Advanced Analytics and Innovation in
Financial Crime Compliance
– The Future is Now
The smarter use of AI to stop illicit money flows comes at a time1 when criminals are finding ways to evade detection by the traditional rules-based method for doing AML checks. For example, to circumvent traditional rules based on flow-through activity2 or static transaction size thresholds, criminals may transfer smaller amounts over a longer time.
UOB's new AI solution, underpinned by machine learning and greater computational power, complements the traditional rules-based method, which remains the first line of defence in identifying potentially high-risk customers and transactions. The solution will continue to sharpen its detection capabilities over time, as the model responds to changes in customer risk profiles, behaviours and transaction patterns. The AI solution also identifies links that were harder to spot in the past. For example, it can identify a customer's connection to a high-risk individual – such as a convicted drug trafficker – even if the customer were not considered high-risk.

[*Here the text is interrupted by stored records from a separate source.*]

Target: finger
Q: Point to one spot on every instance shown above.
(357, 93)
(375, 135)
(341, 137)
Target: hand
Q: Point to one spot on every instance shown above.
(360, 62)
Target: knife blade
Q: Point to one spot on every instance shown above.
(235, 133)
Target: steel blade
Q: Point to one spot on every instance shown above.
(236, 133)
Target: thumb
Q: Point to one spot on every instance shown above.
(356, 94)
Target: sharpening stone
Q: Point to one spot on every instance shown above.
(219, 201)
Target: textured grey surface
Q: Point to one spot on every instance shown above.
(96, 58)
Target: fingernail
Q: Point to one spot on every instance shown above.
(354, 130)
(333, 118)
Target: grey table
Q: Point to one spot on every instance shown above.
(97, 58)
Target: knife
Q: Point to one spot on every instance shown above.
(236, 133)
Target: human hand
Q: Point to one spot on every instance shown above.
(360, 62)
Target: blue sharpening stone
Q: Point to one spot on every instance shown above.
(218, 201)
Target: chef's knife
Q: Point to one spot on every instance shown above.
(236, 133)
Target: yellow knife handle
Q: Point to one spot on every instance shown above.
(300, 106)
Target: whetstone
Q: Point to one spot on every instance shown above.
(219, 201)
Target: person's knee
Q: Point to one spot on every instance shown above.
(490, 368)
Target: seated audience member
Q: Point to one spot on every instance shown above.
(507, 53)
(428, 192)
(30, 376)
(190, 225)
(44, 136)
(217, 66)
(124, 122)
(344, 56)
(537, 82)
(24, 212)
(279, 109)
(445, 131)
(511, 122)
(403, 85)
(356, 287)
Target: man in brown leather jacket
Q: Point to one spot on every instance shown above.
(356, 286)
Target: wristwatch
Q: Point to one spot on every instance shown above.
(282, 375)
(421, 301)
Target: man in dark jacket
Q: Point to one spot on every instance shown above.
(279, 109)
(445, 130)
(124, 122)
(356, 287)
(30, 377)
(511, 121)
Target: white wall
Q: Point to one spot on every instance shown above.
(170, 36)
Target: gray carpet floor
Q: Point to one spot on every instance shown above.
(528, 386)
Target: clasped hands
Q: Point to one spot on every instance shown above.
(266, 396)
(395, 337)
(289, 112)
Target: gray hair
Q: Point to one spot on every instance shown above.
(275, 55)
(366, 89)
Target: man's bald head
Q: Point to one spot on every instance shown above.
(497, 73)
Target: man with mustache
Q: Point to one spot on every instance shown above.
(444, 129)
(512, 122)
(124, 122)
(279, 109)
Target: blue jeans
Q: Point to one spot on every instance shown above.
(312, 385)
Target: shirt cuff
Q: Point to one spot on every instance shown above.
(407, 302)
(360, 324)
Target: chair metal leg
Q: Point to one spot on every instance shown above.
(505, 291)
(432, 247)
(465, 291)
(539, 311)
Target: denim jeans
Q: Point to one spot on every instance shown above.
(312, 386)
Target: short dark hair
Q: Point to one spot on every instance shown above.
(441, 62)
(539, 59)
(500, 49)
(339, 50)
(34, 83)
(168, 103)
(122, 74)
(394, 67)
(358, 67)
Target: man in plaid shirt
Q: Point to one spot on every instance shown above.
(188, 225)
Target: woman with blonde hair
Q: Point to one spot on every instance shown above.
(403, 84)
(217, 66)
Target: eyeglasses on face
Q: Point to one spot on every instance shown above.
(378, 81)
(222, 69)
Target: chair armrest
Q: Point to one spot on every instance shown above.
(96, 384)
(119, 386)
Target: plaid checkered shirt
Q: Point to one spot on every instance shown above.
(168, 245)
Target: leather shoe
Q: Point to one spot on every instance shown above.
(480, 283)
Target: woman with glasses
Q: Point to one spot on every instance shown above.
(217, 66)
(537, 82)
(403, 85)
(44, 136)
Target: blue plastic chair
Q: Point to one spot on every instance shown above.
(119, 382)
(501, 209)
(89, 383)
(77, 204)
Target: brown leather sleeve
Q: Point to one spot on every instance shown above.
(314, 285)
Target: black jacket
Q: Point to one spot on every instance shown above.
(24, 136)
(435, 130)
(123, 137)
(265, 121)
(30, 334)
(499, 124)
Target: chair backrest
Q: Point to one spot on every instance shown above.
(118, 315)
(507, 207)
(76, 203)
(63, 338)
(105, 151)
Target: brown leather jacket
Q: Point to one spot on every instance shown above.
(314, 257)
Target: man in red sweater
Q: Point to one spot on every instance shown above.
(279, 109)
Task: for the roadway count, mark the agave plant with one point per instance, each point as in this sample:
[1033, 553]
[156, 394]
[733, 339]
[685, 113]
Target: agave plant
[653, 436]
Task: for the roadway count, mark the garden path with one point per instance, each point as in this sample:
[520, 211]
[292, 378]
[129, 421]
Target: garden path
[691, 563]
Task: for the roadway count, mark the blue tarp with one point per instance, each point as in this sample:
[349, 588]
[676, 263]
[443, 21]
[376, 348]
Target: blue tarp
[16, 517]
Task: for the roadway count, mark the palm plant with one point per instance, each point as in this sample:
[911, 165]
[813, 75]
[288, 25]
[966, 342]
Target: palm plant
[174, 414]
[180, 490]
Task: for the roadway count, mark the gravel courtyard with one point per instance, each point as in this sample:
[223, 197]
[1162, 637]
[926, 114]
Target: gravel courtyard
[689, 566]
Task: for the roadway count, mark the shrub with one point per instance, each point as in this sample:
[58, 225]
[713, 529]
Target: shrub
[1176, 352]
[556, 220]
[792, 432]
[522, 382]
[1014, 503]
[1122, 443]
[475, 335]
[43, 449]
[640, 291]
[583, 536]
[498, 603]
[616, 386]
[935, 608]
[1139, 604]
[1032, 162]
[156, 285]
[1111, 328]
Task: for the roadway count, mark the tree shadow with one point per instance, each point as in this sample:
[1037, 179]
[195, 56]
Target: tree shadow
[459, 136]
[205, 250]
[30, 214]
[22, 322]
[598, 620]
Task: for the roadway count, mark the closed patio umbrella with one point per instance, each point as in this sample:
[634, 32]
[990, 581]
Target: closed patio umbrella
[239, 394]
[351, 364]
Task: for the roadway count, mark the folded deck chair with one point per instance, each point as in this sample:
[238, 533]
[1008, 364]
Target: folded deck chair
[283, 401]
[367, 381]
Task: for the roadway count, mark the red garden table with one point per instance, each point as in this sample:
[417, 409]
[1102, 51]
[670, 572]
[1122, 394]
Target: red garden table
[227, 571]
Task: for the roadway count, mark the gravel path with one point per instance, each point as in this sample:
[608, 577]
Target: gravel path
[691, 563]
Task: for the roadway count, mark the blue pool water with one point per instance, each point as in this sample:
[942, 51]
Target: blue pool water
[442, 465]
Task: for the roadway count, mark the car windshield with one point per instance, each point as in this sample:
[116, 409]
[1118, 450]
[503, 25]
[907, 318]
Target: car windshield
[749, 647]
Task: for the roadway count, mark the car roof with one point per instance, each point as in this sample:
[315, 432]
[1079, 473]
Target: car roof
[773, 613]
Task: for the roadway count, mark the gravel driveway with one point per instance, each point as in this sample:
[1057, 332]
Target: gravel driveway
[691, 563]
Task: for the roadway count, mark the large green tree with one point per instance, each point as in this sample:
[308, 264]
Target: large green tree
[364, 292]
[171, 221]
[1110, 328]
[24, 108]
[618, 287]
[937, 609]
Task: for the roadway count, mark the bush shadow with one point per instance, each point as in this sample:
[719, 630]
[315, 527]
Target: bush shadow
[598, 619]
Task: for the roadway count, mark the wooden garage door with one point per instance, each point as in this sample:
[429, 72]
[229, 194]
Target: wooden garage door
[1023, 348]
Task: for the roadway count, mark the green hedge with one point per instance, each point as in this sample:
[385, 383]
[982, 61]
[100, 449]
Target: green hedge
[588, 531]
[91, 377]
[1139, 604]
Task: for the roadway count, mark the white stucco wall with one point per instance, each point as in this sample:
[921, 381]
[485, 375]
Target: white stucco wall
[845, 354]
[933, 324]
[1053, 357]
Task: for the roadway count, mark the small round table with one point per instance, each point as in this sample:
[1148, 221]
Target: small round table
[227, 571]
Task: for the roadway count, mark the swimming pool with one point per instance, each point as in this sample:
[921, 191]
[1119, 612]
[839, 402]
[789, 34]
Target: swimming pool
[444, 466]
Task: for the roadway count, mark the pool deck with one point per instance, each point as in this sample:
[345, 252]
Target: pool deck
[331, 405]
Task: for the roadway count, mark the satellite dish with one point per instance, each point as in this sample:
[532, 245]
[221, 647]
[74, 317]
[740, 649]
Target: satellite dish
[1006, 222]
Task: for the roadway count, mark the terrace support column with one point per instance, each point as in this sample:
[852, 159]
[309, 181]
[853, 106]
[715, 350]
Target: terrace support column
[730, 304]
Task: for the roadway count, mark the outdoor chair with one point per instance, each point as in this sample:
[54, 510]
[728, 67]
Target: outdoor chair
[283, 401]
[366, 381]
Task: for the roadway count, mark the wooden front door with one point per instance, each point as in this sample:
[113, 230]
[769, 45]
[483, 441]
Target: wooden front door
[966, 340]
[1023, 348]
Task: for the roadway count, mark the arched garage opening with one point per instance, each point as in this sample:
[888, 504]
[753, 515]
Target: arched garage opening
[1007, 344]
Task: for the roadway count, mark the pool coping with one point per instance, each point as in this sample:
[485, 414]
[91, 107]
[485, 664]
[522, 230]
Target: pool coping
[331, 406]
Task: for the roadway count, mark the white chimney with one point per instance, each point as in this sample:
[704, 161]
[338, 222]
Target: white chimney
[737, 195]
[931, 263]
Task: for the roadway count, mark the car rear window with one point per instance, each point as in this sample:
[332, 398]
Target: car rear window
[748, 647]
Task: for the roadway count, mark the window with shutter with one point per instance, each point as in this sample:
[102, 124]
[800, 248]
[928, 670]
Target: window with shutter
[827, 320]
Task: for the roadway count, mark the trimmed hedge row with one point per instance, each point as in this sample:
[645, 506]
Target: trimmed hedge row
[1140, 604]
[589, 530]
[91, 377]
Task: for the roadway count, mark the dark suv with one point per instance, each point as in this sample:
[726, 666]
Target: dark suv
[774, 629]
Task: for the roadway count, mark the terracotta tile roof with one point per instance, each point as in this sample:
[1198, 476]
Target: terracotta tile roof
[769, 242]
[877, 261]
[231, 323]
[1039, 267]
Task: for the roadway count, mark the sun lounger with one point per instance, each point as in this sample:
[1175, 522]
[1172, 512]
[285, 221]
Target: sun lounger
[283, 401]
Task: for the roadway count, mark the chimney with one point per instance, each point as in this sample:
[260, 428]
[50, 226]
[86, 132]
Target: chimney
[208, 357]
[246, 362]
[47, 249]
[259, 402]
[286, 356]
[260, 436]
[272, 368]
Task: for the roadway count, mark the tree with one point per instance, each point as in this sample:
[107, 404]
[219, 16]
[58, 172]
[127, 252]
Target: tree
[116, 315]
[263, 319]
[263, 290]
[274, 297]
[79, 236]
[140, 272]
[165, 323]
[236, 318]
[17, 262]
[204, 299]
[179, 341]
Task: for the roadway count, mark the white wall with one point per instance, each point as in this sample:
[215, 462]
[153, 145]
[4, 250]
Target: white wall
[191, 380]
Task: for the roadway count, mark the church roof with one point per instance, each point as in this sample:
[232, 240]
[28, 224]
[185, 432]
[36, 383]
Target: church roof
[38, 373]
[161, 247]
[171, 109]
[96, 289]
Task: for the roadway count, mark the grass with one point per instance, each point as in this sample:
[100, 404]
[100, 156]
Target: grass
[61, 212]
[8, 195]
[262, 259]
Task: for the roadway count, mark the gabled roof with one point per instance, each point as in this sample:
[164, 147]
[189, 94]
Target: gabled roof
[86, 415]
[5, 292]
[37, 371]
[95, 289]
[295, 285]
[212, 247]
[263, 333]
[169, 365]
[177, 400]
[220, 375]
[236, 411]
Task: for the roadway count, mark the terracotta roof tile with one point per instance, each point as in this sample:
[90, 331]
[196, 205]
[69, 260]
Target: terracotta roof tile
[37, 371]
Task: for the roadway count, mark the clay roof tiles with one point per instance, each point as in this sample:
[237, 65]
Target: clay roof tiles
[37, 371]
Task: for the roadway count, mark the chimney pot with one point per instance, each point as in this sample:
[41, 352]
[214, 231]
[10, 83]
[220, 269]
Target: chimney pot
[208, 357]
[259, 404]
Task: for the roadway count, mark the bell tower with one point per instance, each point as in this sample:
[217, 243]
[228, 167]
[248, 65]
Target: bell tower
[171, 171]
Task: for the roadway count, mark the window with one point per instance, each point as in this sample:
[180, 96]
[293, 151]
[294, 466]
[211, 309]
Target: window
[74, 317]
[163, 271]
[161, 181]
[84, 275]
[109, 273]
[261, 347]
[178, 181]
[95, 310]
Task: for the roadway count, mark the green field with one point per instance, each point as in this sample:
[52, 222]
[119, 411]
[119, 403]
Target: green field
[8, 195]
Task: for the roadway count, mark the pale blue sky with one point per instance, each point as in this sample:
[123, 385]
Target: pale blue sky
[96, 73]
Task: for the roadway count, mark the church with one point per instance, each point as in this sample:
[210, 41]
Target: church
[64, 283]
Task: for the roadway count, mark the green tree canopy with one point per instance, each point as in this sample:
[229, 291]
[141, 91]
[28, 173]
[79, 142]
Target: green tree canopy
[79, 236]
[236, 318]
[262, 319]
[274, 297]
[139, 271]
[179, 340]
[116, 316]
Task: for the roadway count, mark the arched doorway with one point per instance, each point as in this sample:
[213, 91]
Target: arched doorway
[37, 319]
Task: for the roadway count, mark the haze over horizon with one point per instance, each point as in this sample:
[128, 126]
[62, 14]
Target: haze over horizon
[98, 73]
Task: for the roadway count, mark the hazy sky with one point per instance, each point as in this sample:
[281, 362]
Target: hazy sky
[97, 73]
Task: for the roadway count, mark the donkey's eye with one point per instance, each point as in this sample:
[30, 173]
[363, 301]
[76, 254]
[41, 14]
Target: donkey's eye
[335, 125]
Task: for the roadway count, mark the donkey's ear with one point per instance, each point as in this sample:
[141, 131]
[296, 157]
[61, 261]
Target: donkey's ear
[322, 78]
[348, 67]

Since its implementation, UOB's new AI solution has proven an overall true positive prediction rate of 96 per cent in the 'high priority' category. The highest of three priority tiers, the 'high priority' category contains transactions and accounts that are deemed most likely to be suspicious and are therefore subject to earlier and more thorough investigations. The AI solution also screens 60,000 account names monthly to determine if they belong to the individuals or entities on global regulatory watch lists.
The implementation journey on UOB's use of innovative solutions to combat financial crime, is documented in collaboration with Deloitte, in 3 whitepapers published in 2018, 2019 and latest volume launched this year as part of SFF. The whitepapers examine the journey of UOB's AI anti-money laundering solution, from proof of concept (POC) to production stage, explaining how it gradually calibrated models for integration into current banking operations. It outlines the justification for the Bank's investment in advanced analytics, AI/ML and robotics – noting how these have been instrumental in mitigating major disruptions.
Sharing UOB's transformation story – on its use of innovative technologies to combat financial crime – provides insight into the implementation process and relevant challenges. It sheds light on the governance of the technology, the engagement required with stakeholders to establish trust in the solutions, and how to integrate these into the operating environment. We hope that from reading the whitepapers, more FIs will be inspired to apply FCC technologies, reaping its benefits, while helping to expand FCC efforts in the industry.
- In a report published in June 2020, the intergovernmental group Financial Action Task Force (FATF) cited the growth in virtual assets globally as a factor that has given rise to “a more sophisticated disguise of the origins of funds” by money launderers. The FATF is a global money laundering and terrorist financing watchdog formed by G7 countries to review money laundering techniques globally and to make recommendations to governments.
- Flow-through activity refers to depositing money in an account before withdrawing it almost immediately.